Но я всё равно с маниакальным упорством показываю ей буквы, я складываю с ней один плюс один сотни раз! Аааа! Я читаю ей без конца книжку детских рассказов… Ниночка устаёт быстро, быстро теряет интерес, а потом, уставшая, начинает плакать. Вернее, не плакать, а реветь басом… В мою стенку гулко начинают стучать соседи… Ад. Это ад на земле… Я попала в ад на земле, и нет ему ни конца и ни края…
Как это ни странно, как это ни интересно, единственное, что поддерживает меня на плаву, единственное, что не даёт мне самой погрузиться в пучину безумия, единственное, что даёт мне хоть какую-то разрядку, это вечерами, когда Ниночка засыпает, я урываю несколько минут на то, чтобы, включив ночник, немного почитать работы Ленина…
Да, я ведь учитель истории и знать работы Ленина моя профессиональная обязанность. Я читаю и перечитываю потрёпанный томик, в который раз поражаясь ясности мысли вождя мирового пролетариата… А может быть, я просто начинаю сходить с ума…
18. глава 17
Клавдия
Есть и ещё одно, помимо работ Ленина, что держит меня на плаву, словно плот из последних соломинок посреди бурного моря…
Митя... Мысли о Мите, воспоминания о нашей единственной ночи… О том, как я первый раз увидела его. И какой он был тогда… Митя… То, что он где-то там, в моём родном городе, живёт и ходит по этой земле.
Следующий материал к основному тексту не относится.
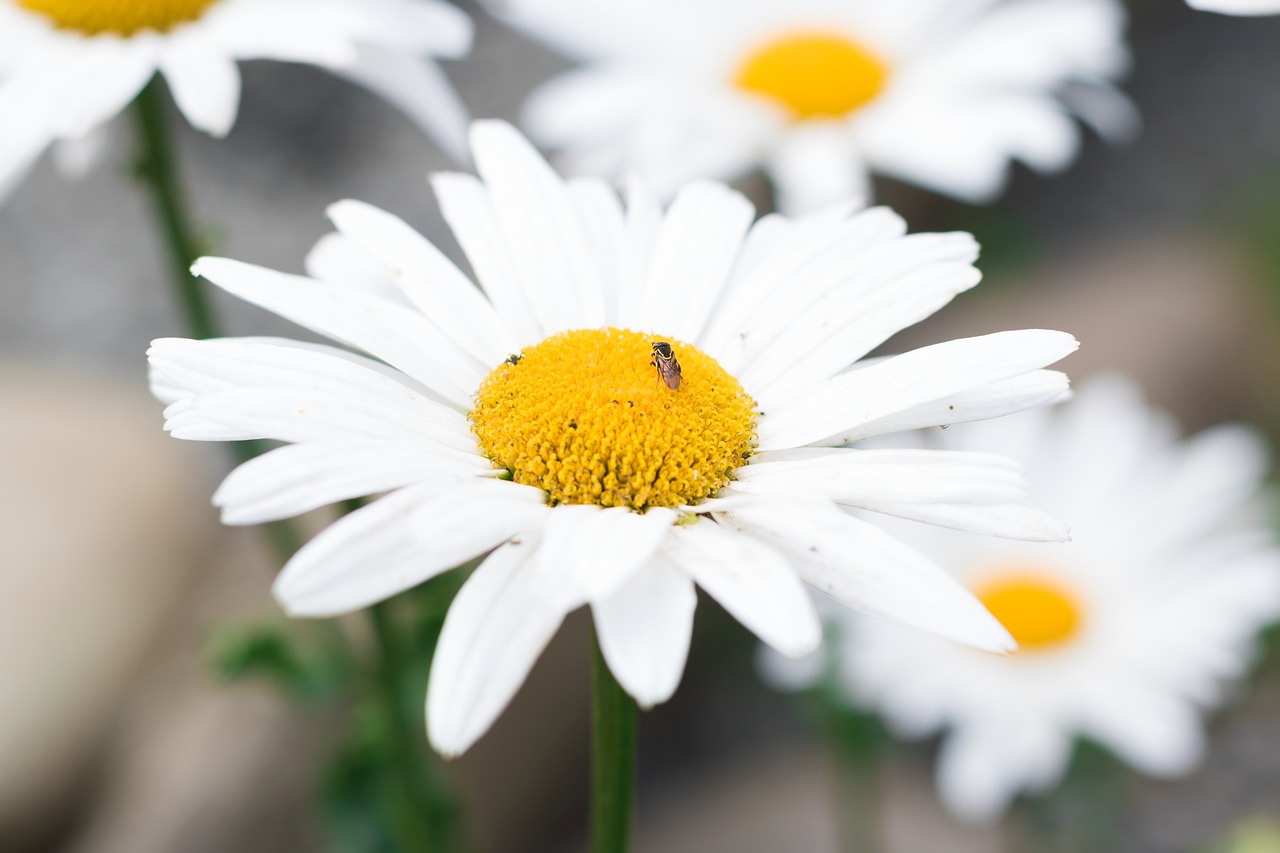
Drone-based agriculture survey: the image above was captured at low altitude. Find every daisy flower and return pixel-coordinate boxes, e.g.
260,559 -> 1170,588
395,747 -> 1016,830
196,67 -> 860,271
1187,0 -> 1280,15
150,122 -> 1076,754
0,0 -> 471,199
495,0 -> 1134,213
769,377 -> 1280,821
О, Митя… Нет, я ни разу не вспомнила его таким, каким видела в последний раз. Жалким и сломанным. Нет! Только наша первая встреча. Только наша первая ночь.
Я не знала, как Митя жил все эти годы. Да и не у кого мне было узнать. Мать не знала толком, кто он и что. Может, что-то о Мите знала Стешка, но Стешку я попросила никогда не упоминать о нём, никогда. Стешка и не упоминала.
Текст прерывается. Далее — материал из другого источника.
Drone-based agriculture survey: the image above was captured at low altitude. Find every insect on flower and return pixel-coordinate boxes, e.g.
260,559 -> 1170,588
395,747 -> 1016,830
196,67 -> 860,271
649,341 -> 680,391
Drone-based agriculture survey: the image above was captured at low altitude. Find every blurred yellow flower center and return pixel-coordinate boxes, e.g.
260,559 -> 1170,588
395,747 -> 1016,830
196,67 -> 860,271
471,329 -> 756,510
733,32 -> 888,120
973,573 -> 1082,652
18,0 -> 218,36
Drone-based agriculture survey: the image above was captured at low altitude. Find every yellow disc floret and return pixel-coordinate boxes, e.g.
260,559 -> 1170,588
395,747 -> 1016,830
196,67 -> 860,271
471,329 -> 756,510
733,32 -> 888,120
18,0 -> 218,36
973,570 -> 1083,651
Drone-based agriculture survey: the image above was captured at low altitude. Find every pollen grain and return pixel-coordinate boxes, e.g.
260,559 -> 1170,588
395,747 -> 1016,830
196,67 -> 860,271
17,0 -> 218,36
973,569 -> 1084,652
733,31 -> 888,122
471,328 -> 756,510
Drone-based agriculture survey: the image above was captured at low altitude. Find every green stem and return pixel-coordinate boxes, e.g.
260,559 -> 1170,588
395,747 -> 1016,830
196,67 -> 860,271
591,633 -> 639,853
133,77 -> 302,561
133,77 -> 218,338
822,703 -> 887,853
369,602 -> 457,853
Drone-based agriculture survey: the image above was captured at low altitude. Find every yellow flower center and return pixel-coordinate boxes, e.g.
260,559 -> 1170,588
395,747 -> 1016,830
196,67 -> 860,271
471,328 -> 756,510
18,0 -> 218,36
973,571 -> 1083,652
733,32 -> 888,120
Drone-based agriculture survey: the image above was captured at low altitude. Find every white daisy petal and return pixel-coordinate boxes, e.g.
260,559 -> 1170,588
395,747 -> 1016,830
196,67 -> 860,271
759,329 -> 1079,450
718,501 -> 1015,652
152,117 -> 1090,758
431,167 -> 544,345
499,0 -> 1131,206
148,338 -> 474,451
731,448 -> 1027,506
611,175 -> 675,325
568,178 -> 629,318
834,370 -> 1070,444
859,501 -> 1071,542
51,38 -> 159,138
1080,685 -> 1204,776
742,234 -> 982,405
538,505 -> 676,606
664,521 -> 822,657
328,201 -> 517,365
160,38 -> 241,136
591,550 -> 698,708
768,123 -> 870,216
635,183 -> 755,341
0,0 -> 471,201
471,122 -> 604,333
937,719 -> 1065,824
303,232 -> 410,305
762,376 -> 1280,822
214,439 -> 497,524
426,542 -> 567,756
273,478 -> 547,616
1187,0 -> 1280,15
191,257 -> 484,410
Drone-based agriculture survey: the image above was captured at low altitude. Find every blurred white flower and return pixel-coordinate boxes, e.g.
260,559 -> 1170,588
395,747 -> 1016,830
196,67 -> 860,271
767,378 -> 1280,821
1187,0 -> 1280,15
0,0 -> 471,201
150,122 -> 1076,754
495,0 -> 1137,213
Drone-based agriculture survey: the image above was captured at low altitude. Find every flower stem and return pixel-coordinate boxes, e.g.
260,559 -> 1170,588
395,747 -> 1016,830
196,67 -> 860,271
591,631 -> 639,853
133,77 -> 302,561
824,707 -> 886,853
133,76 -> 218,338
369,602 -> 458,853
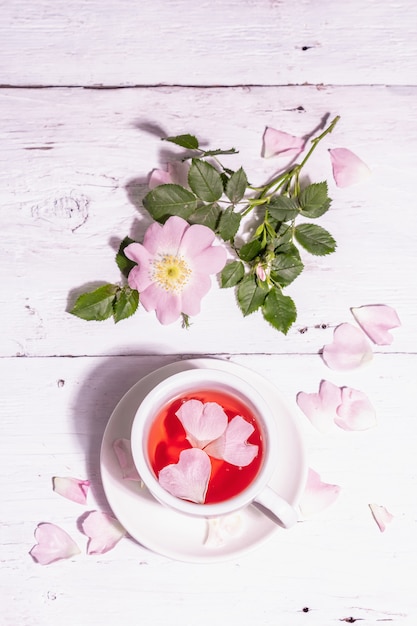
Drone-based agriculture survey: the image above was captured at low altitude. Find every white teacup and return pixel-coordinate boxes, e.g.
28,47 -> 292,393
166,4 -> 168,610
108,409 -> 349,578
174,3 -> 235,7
131,368 -> 297,528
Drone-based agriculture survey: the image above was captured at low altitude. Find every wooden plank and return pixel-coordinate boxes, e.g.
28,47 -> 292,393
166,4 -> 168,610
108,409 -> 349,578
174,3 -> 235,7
0,0 -> 417,86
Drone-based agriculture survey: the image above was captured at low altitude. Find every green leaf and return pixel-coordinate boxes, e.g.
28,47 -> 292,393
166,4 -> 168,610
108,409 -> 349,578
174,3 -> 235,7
295,224 -> 336,256
116,237 -> 136,276
163,135 -> 199,150
113,286 -> 139,323
70,284 -> 120,321
271,253 -> 304,287
220,261 -> 245,288
226,168 -> 248,204
188,202 -> 221,230
298,181 -> 332,218
143,184 -> 197,223
218,207 -> 242,241
266,196 -> 299,222
188,159 -> 223,202
262,287 -> 297,335
237,274 -> 268,316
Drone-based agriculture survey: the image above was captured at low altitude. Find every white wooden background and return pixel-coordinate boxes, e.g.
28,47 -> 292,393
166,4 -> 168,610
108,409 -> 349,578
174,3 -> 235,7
0,0 -> 417,626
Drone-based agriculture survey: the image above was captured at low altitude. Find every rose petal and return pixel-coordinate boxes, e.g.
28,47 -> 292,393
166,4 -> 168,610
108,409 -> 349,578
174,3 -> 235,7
299,468 -> 340,516
29,522 -> 81,565
334,387 -> 376,430
113,438 -> 142,482
158,448 -> 211,504
175,400 -> 227,449
205,415 -> 259,467
52,476 -> 90,504
350,304 -> 401,346
322,322 -> 373,370
262,126 -> 305,159
297,380 -> 342,433
368,504 -> 394,533
329,148 -> 371,187
81,511 -> 126,554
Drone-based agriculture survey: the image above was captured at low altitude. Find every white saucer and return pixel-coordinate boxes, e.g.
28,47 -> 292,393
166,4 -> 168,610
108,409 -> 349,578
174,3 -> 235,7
100,359 -> 307,562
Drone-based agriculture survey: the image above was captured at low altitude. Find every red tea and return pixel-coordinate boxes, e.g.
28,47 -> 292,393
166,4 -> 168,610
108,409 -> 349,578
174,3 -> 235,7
148,390 -> 263,504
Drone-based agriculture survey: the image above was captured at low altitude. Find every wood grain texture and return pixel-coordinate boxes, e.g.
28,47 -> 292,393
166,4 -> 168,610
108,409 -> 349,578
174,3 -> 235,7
0,0 -> 417,86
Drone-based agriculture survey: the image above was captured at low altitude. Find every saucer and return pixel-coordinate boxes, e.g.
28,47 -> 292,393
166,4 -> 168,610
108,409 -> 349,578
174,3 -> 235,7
100,358 -> 307,563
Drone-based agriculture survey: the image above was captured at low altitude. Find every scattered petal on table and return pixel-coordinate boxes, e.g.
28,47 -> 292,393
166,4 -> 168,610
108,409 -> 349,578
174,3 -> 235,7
158,448 -> 211,504
81,511 -> 126,554
175,400 -> 227,449
334,387 -> 376,430
350,304 -> 401,346
299,468 -> 340,517
322,322 -> 373,370
369,504 -> 394,533
52,476 -> 90,504
205,415 -> 259,467
297,380 -> 342,433
262,126 -> 305,159
29,522 -> 81,565
329,148 -> 371,187
113,438 -> 142,482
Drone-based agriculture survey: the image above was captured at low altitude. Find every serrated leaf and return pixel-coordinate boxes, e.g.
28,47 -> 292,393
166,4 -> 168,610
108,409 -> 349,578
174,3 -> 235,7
70,284 -> 120,322
188,159 -> 223,202
237,274 -> 268,316
271,253 -> 304,287
143,183 -> 197,223
164,135 -> 199,150
218,207 -> 242,241
298,181 -> 331,218
220,261 -> 245,288
113,286 -> 139,323
294,224 -> 336,256
116,237 -> 136,276
188,202 -> 221,230
226,167 -> 248,204
266,195 -> 299,222
262,288 -> 297,335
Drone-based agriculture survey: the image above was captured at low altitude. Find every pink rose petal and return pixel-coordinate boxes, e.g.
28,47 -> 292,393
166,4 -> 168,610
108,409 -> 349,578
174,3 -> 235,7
205,415 -> 258,467
113,438 -> 142,482
29,522 -> 81,565
369,504 -> 394,533
350,304 -> 401,346
299,468 -> 340,517
81,511 -> 126,554
52,476 -> 90,504
297,380 -> 342,433
175,400 -> 227,449
329,148 -> 371,187
158,448 -> 211,504
334,387 -> 376,430
322,322 -> 373,370
262,126 -> 305,159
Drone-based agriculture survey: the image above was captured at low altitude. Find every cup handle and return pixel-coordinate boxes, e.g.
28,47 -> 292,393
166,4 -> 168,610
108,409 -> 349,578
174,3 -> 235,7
254,487 -> 298,528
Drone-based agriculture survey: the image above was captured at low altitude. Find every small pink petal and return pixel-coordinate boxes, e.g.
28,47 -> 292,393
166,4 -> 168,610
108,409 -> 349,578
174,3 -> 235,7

Мы иногда переписывались с ней. У Стешки всё сложилось вполне благополучно. Она вышла замуж за какого-то неинтересного работягу. Родила от него дочь и сына. Присылала мне их фотографии. Обычные, неинтересные и некрасивые дети. О моей беде Стешка ничего не знала. Знала только, что я родила дочку.
Мы с ней не виделись много лет, со Стешкой. До того момента, как она прислала мне письмо, где делилась тем, что в её школе, где она трудилась, Стешке выделили путёвку по профсоюзной линии, экскурсию по городам-героям Советского Союза, и что Стешка будет в моём городе целых два дня.
Стешка очень радовалась и рвалась повидаться со мной. Рвалась повидаться, наговориться за все эти годы. И повидать наконец мою дочку. Ниночку. Стешка знала лишь имя моей девочки. Больше ничего. Как ни просила Стешка, я так и не прислала ей фото Ниночки.
Да у меня его и не было, фото. Я не фотографировала Ниночку, и не фотографировалась сама. Я… Я постарела очень. Каждый год, проведённый с Ниночкой, стоил мне десяти. Я… Я стала вся седая. Моя некогда гладкая кожа покрылась безобразными морщинами. Очень быстро покрылась.
Ещё я почему-то очень поправилась, не знаю, почему. Другими словами, меня было не узнать. Стешка и не узнала, потрясённо замерев на моём пороге. «Клавка… - растерянно сказала она, - это ты, что ли…» А потом Стешка увидела Ниночку и приложила руку ко рту, чтобы сдержать потрясённый вскрик.